Key Takeaways
- Automated testing with TestContainers allows developers to run real Volt Active Data Docker containers directly within their test suite, eliminating the need for manual setup or brittle custom scripts.
- Because VoltDB requires a schema and JAR to be available before testing, these tests lean toward integration testing but can still be used effectively at the unit test level for data access layers.
- Volt provides a Maven quickstart project that lets developers spin up a working sample application with VoltDB or Volt Stream Processor as the backend in minutes.
- The VoltDBCluster TestContainer wrapper manages multi-node cluster setup, schema loading, deployment configuration, and client connectivity through a clean, fluent Java API.
- Testing against a real Volt database container gives teams confidence in schema correctness, application behavior during upgrades, and production readiness before code ships.

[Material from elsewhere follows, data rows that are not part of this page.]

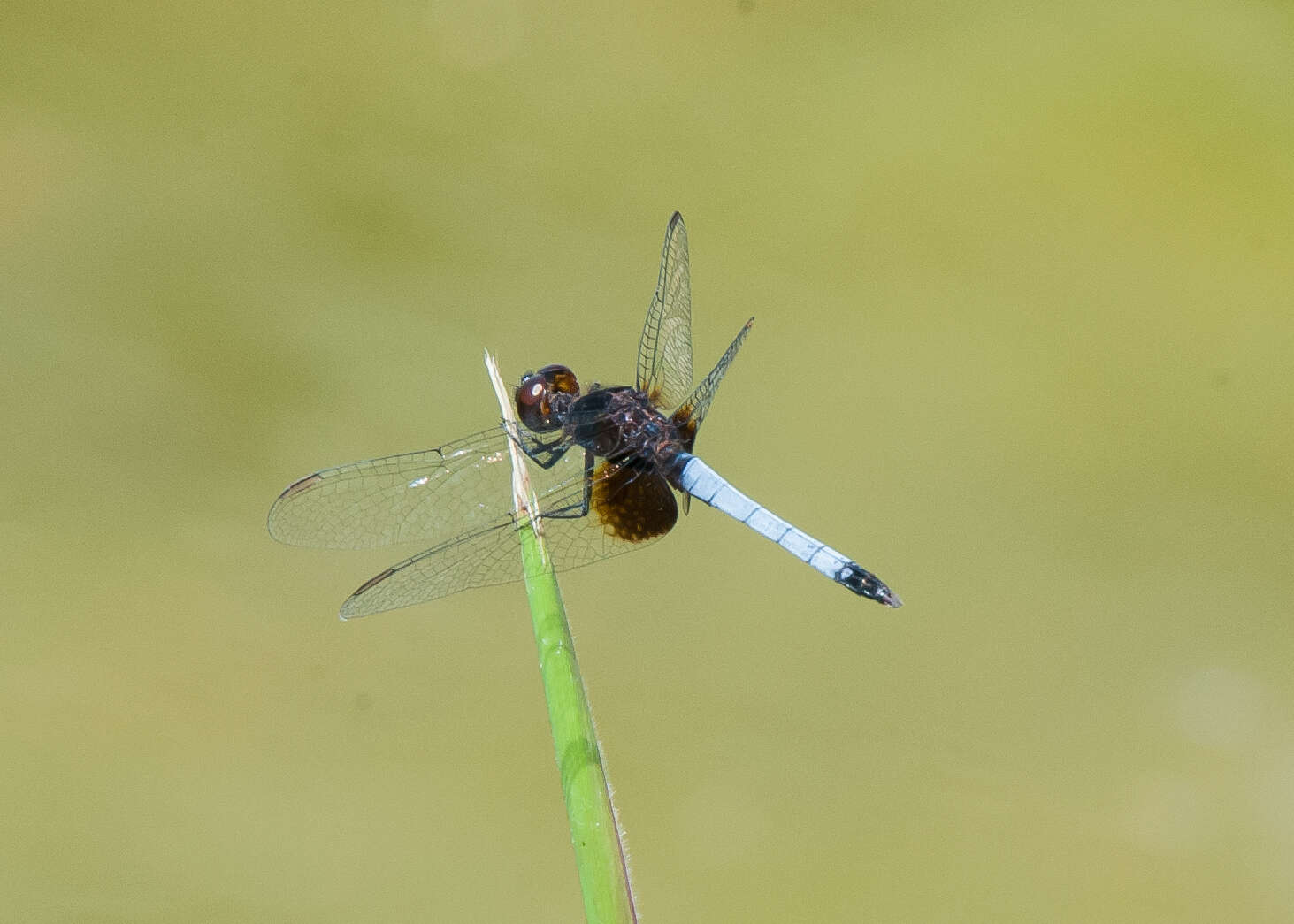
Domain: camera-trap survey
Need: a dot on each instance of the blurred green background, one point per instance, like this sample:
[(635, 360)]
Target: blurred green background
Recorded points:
[(1022, 279)]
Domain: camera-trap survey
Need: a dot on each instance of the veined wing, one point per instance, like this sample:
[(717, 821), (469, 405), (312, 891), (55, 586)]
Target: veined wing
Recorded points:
[(665, 347), (492, 555), (698, 404), (428, 496)]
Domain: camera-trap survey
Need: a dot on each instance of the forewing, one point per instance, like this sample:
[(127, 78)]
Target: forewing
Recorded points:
[(698, 404), (665, 348), (430, 496)]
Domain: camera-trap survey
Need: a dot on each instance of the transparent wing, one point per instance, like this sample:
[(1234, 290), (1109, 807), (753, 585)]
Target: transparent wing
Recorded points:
[(492, 554), (430, 496), (696, 405), (665, 348)]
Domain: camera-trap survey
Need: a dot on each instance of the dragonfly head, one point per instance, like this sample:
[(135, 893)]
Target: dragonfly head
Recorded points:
[(544, 398)]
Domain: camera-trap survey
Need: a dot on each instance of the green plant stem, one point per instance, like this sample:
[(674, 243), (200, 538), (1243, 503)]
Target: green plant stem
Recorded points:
[(594, 832), (600, 854)]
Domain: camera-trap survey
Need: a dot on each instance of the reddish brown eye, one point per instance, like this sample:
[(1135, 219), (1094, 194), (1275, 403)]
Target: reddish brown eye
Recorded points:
[(544, 396)]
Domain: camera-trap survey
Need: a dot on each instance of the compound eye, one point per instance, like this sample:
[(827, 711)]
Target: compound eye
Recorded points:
[(534, 398)]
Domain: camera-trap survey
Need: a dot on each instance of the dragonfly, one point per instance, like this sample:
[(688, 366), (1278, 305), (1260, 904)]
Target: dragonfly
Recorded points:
[(607, 463)]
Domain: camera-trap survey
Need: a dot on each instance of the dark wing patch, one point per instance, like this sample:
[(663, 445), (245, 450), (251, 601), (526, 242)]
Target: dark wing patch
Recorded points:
[(633, 505)]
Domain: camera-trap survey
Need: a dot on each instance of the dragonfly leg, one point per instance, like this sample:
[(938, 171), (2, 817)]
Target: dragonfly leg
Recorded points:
[(573, 511)]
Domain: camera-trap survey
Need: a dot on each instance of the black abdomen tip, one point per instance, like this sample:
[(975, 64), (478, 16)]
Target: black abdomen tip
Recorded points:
[(866, 584)]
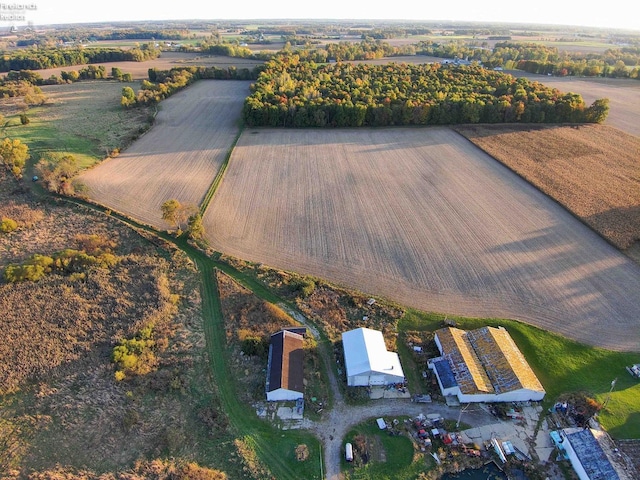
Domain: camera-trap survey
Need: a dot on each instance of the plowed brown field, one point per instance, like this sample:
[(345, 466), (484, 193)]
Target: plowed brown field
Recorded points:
[(178, 158), (592, 170), (423, 217), (623, 95)]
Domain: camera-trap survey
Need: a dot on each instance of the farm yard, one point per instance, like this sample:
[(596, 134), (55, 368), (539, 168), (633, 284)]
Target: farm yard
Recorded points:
[(425, 218), (178, 158)]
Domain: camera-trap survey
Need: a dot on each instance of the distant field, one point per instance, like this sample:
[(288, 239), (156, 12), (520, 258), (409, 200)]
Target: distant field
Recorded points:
[(166, 61), (623, 95), (84, 119), (592, 170), (425, 218), (178, 158)]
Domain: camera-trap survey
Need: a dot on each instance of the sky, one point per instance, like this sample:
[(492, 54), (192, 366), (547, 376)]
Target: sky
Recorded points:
[(610, 14)]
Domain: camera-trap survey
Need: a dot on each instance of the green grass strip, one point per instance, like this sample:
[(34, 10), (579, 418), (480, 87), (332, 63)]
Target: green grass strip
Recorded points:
[(218, 178)]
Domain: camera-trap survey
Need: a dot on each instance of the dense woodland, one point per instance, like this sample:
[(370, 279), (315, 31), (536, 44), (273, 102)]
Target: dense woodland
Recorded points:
[(294, 93), (623, 62)]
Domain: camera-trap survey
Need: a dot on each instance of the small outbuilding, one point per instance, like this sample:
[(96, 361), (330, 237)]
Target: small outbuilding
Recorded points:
[(367, 360), (285, 367), (587, 450)]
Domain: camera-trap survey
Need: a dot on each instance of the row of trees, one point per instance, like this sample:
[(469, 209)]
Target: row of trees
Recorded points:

Strategies for Testing Volt Active Data Products with TestContainers
Why Testing Matters in Modern Engineering
Modern engineering methodologies emphasize fast feedback loops. In most cases, these loops connect product owners and development teams, with automated tests serving as the primary mechanism for validation. Tests help verify product readiness, assess API usability, and capture evolving business requirements in a precise, executable form.
This article focuses on Volt’s products and shows you how to quickly assert that your application works smoothly with Volt Database (VDB) or Volt Stream Processor (VSP).
Historically, testing databases demanded manual steps or custom scripts that broke easily when the CI environment changed. This guide shows you how a custom Docker integration creates and manages a Volt Database cluster with far less effort.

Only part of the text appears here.